Aux Seychelles, dans l’océan Indien, la réponse au problème des perruches à collier a été radicale. Des opérations d’éradication ont été lancées dès 2013 et le dernier spécimen de perruche à collier aurait été tué début septembre, rapporte Seychelles News Agency. Mais pour Jean-Philippe Siblet, du Muséum d’histoire naturelle, il est déjà trop tard en Europe. « Sur une île, une espèce invasive peut être éradiquée, mais à l’échelle d’un continent comme l’Europe, c’est totalement impossible ». En cage comme en liberté, les perruches à collier n’ont donc pas fini d’échapper au contrôle de l’homme.

Que penser des perruches dans nos forêts chavilloises ? Elles sont arrivées en premier dans la forêt de Meudon (entre 2011/2013) et depuis environ 4 ans dans celle de Fausses-Reposes. Elles sont souvent très populaires pour les riverains malgré leurs cris discordants. C’est vrai qu’elles sont belles, on peut facilement les admirer car beaucoup moins discrètes que nos pics, geais et autres. Pour l’instant elles ne semblent pas poser un réel problème mais elles se reproduisent très vite sans véritables prédateurs capables de les réguler. Seuls, la chouette hulotte et le faucon pèlerin peuvent les troubler un peu et occasionnellement le rat qui peut se délecter de leurs œufs mais les perruches savent se défendre d’un coup de bec. La perruche n’a pas de prédateur en Europe, contrairement à l’Asie où elle peut être attaquée par d’autres oiseaux.
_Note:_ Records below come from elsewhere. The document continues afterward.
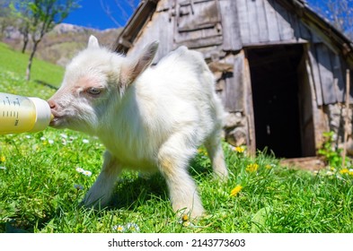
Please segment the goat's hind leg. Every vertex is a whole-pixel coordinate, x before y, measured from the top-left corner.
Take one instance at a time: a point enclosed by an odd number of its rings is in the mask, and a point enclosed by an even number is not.
[[[228,177],[228,170],[225,162],[225,154],[221,143],[221,131],[216,130],[205,142],[205,147],[211,160],[215,174],[221,179]]]
[[[84,196],[83,203],[85,206],[94,207],[106,205],[110,199],[115,182],[120,172],[120,166],[110,152],[106,151],[101,171]]]
[[[174,212],[199,217],[204,208],[195,181],[188,172],[189,161],[195,155],[196,147],[193,149],[187,143],[187,137],[182,134],[169,139],[159,151],[158,166],[166,180]]]

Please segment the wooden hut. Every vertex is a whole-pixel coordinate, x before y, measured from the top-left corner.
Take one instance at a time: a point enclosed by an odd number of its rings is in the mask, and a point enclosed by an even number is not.
[[[155,63],[181,45],[203,53],[232,144],[295,158],[314,156],[326,131],[342,143],[353,45],[304,0],[145,0],[115,49],[133,55],[154,40]]]

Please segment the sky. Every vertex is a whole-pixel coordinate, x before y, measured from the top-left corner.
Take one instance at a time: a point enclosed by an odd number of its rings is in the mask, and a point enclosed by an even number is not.
[[[97,30],[124,26],[132,14],[132,9],[127,4],[130,0],[79,0],[81,6],[72,11],[63,22]],[[137,5],[138,1],[134,1]],[[117,4],[118,3],[118,4]],[[108,6],[111,15],[119,22],[114,22],[104,12],[101,5]]]

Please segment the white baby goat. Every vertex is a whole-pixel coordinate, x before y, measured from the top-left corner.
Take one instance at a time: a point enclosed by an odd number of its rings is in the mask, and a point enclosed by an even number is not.
[[[157,48],[154,42],[137,56],[125,57],[91,36],[49,100],[55,116],[50,126],[96,135],[107,148],[85,205],[109,202],[122,168],[158,169],[173,210],[198,217],[204,209],[189,161],[204,143],[216,174],[227,177],[220,139],[224,110],[200,53],[181,47],[150,66]]]

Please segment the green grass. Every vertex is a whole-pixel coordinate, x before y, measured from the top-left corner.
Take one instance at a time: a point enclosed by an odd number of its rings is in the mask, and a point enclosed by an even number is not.
[[[0,91],[44,99],[55,91],[25,82],[20,65],[26,56],[0,44]],[[33,79],[54,85],[63,74],[40,61],[33,71]],[[353,232],[353,173],[294,170],[260,152],[250,158],[226,143],[224,149],[225,183],[213,178],[202,148],[190,163],[207,213],[182,221],[160,175],[142,178],[126,171],[108,208],[80,207],[102,162],[104,147],[94,138],[51,128],[0,135],[0,232]],[[242,189],[232,196],[238,185]]]

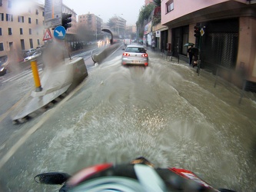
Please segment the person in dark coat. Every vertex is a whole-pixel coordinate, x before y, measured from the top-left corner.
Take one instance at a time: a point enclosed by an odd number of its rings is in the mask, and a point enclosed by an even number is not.
[[[191,45],[189,48],[188,48],[188,54],[189,57],[189,65],[191,65],[192,58],[193,58],[193,51],[191,51],[191,48],[194,47],[194,45]]]

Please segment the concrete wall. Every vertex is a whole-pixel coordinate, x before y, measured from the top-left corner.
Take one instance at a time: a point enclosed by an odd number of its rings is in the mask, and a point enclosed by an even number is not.
[[[256,18],[241,17],[239,25],[236,71],[245,68],[247,79],[256,81]]]

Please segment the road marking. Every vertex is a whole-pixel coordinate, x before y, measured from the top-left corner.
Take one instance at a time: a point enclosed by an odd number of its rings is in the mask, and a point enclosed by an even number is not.
[[[86,78],[85,78],[85,80]],[[84,80],[84,81],[85,81]],[[69,93],[62,101],[61,101],[55,108],[48,111],[45,116],[38,122],[35,125],[31,127],[26,134],[25,134],[17,143],[15,143],[10,150],[3,156],[0,161],[0,169],[6,164],[6,162],[12,157],[12,156],[18,150],[18,148],[27,141],[27,139],[37,131],[50,117],[52,117],[62,104],[71,98],[79,89],[81,89],[85,81],[82,81],[72,92]],[[1,147],[0,147],[1,148]]]

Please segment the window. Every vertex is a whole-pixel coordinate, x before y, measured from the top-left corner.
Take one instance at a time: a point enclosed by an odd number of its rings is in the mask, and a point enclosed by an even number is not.
[[[0,43],[0,51],[4,51],[4,43]]]
[[[13,15],[12,14],[6,13],[6,22],[13,22]]]
[[[0,13],[0,17],[1,21],[5,21],[5,14]]]
[[[12,28],[8,28],[8,35],[12,35]]]
[[[25,42],[24,39],[21,39],[21,47],[22,50],[25,50]]]
[[[24,16],[18,16],[18,22],[24,23]]]
[[[174,2],[173,0],[168,1],[166,4],[166,12],[168,13],[174,9]]]

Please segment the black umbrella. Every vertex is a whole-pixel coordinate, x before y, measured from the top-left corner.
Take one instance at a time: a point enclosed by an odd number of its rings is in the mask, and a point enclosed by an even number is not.
[[[194,43],[186,43],[185,45],[184,45],[184,47],[189,47],[189,46],[194,46]]]

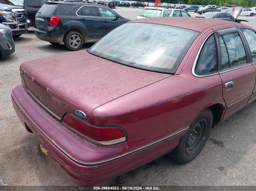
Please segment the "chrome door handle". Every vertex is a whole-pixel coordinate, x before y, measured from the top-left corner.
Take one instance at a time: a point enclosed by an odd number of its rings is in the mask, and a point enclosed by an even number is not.
[[[232,86],[234,84],[234,82],[233,81],[229,81],[228,82],[227,82],[225,84],[225,87],[228,88],[230,86]]]

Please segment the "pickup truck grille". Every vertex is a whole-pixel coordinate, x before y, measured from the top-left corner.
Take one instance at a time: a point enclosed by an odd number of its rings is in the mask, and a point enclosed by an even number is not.
[[[23,23],[28,21],[28,14],[25,11],[15,11],[15,16],[16,21],[18,23]]]

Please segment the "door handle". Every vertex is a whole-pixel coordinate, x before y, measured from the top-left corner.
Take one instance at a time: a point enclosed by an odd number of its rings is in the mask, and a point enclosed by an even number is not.
[[[228,88],[230,86],[232,86],[234,84],[234,82],[233,81],[229,81],[228,82],[227,82],[225,84],[225,87]]]

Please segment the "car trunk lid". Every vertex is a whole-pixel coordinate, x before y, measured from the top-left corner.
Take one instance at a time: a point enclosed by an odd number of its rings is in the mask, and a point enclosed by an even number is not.
[[[88,121],[98,107],[172,75],[125,66],[84,50],[28,61],[20,69],[31,94],[59,120],[80,110]]]

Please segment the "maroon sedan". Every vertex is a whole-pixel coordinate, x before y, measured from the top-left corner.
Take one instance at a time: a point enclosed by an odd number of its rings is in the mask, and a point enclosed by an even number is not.
[[[256,99],[255,33],[218,19],[134,21],[87,51],[23,63],[12,100],[42,151],[77,184],[167,153],[185,163],[212,127]]]

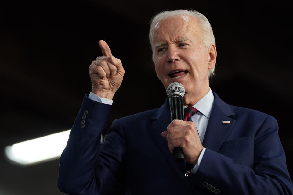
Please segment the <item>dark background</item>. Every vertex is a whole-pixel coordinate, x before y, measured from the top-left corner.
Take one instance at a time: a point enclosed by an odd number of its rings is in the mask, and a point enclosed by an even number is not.
[[[108,126],[115,118],[159,106],[166,95],[151,61],[149,22],[161,11],[191,8],[207,17],[215,37],[211,88],[229,104],[276,118],[292,178],[291,6],[281,1],[178,1],[1,3],[2,151],[71,128],[90,91],[88,68],[102,55],[100,39],[125,71]],[[150,94],[157,100],[145,97]],[[22,167],[1,154],[0,194],[64,194],[56,187],[58,160]]]

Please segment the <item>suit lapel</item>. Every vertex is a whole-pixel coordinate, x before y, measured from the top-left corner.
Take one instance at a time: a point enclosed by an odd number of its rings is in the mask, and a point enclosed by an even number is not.
[[[230,106],[213,93],[215,99],[203,142],[204,147],[218,152],[233,128],[236,121],[231,116],[234,114]],[[230,124],[222,121],[230,121]]]
[[[150,132],[164,155],[172,165],[186,187],[189,188],[189,179],[184,176],[186,171],[185,161],[178,161],[176,160],[174,154],[172,154],[168,148],[167,140],[161,135],[162,132],[166,130],[167,126],[171,122],[171,117],[169,100],[167,98],[165,103],[152,117],[154,122],[150,127]]]

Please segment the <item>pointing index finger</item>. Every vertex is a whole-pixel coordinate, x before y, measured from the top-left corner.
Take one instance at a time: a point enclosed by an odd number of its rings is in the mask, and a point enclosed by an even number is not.
[[[99,45],[102,49],[102,52],[104,56],[111,56],[112,53],[111,50],[107,43],[103,40],[100,40],[99,41]]]

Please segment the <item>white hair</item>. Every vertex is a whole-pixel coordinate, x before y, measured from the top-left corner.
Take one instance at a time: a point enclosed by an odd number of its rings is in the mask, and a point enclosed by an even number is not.
[[[149,38],[153,50],[153,56],[154,55],[154,48],[153,45],[153,39],[154,35],[154,30],[156,25],[159,22],[168,18],[186,15],[193,16],[198,19],[201,32],[201,37],[202,44],[207,48],[209,48],[212,44],[215,45],[215,40],[212,27],[208,19],[204,15],[193,10],[183,9],[164,11],[154,16],[150,20]],[[215,67],[214,66],[212,69],[210,70],[209,77],[210,77],[215,75]]]

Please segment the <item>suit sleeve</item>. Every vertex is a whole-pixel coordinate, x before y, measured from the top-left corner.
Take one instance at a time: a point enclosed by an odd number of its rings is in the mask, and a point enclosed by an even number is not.
[[[124,172],[119,170],[125,170],[126,151],[118,120],[113,122],[105,141],[100,141],[111,107],[85,97],[60,158],[58,186],[61,192],[101,194],[122,186]]]
[[[251,167],[207,149],[193,184],[214,194],[293,194],[278,129],[274,118],[265,120],[255,137]]]

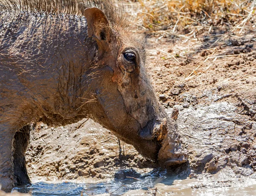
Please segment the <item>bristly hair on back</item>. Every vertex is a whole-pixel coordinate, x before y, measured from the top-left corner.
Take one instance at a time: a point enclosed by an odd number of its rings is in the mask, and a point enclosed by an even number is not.
[[[36,14],[67,14],[83,16],[87,8],[102,10],[113,24],[124,25],[125,9],[116,0],[0,0],[0,11],[29,12]]]

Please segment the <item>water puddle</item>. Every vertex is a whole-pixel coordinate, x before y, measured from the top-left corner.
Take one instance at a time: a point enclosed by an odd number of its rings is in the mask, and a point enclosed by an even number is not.
[[[29,193],[33,196],[83,195],[184,195],[253,196],[256,193],[256,175],[238,176],[231,170],[212,175],[173,176],[163,171],[153,170],[136,178],[125,176],[98,183],[49,183],[38,182],[15,187],[13,191]],[[154,194],[152,194],[154,193]]]

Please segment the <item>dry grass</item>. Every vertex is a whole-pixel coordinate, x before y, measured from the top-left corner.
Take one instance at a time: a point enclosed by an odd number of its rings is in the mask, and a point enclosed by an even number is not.
[[[163,34],[164,31],[165,34],[195,39],[202,31],[210,34],[217,30],[240,35],[256,31],[256,0],[133,1],[128,0],[125,4],[138,9],[134,21],[150,33]]]

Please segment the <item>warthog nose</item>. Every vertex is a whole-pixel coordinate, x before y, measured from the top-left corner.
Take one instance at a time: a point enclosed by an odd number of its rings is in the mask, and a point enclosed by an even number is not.
[[[163,139],[164,136],[167,133],[167,120],[164,118],[158,130],[156,133],[156,136],[157,141],[162,141]]]

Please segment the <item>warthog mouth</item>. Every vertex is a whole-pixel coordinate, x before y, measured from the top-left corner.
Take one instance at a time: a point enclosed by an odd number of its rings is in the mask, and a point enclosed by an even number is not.
[[[161,167],[166,168],[184,163],[188,159],[174,126],[177,114],[178,111],[175,110],[171,119],[164,118],[161,121],[149,122],[139,133],[143,139],[156,140],[159,149],[157,160]]]

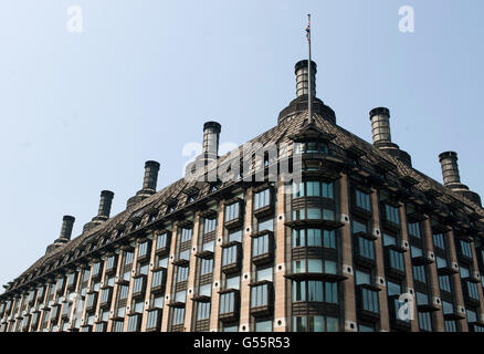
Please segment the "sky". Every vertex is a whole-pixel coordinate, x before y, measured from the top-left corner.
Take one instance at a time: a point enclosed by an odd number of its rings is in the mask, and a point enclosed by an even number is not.
[[[413,32],[400,31],[404,6]],[[483,12],[481,0],[2,1],[0,285],[44,254],[62,216],[81,235],[101,190],[123,211],[146,160],[161,164],[158,189],[179,179],[204,122],[227,144],[275,126],[307,59],[307,13],[337,124],[371,142],[368,113],[386,106],[417,169],[441,181],[438,155],[455,150],[484,197]]]

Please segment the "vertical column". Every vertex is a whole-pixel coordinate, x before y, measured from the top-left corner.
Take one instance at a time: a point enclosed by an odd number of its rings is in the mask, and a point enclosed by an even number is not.
[[[383,241],[380,226],[380,202],[378,200],[378,190],[371,190],[373,235],[380,236],[375,241],[375,258],[377,261],[376,280],[377,285],[381,288],[381,291],[378,293],[378,302],[380,305],[380,331],[388,332],[390,331],[390,315],[388,310],[388,294],[386,288],[387,282],[385,281]],[[383,281],[383,283],[381,283],[381,281]]]
[[[118,249],[118,257],[117,257],[117,267],[116,267],[116,273],[115,279],[123,278],[123,262],[125,261],[125,258],[123,257],[123,251],[119,248]],[[113,289],[113,298],[111,301],[111,308],[109,308],[109,320],[107,321],[107,332],[111,332],[113,330],[113,320],[112,316],[116,314],[116,308],[117,308],[117,293],[119,291],[119,284],[115,283]]]
[[[413,295],[413,299],[415,299],[415,290],[413,288],[413,269],[412,269],[412,260],[410,256],[410,242],[409,242],[409,231],[408,231],[408,225],[407,225],[407,212],[406,212],[406,205],[401,204],[399,208],[400,212],[400,227],[401,227],[401,242],[402,244],[407,244],[407,252],[403,253],[403,261],[406,264],[406,287],[407,292],[411,293]],[[411,331],[412,332],[419,332],[419,321],[417,320],[417,301],[413,301],[413,321],[410,322]]]
[[[158,231],[155,231],[151,240],[151,254],[149,256],[149,272],[146,279],[145,309],[143,311],[141,332],[146,332],[146,324],[148,320],[147,309],[151,305],[150,300],[151,300],[152,269],[155,269],[158,266],[155,263],[157,240],[158,240]]]
[[[177,240],[178,240],[178,221],[173,222],[173,228],[171,231],[171,244],[170,244],[170,258],[168,262],[168,274],[167,274],[167,287],[165,291],[165,305],[161,317],[161,332],[168,332],[169,319],[170,319],[170,308],[166,304],[171,300],[172,284],[173,284],[173,272],[175,266],[172,261],[175,260],[175,253],[177,251]]]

Leur présence pourrait bien avoir des conséquences insoupçonnées sur la biodiversité francilienne : menacer d’extinction les espèces locales, endommager les cultures agricoles, et autres nuisances…  Les conséquences pourraient être nombreuses. Faut-il les laisser croître au risque de ne plus pouvoir les maitriser ou réagir rapidement et limiter leur nombre croissant ? Aujourd’hui elles sont classées dans la catégorie des espèces invasives. Pour les spécialistes de la biodiversité, il faut agir avant qu’elles ne soient trop nombreuses.
Pour l’instant aucune action concrète n’est menée par les autorités publiques françaises. Une solution radicale est écartée pour le moment en France. La loi reste encore floue.
D’autant que les perruches disposent d’un capital sympathie très fort auprès du public : « La majorité des gens interrogés trouvent cet oiseau « beau » et ne comprendraient pas qu’il y ait une intervention. Ils nous disent : « on aime autant ça que les pigeons ! », explique Philippe Clergeau, ce sont les atouts charme de la Psittacula krameri (perruche à collier).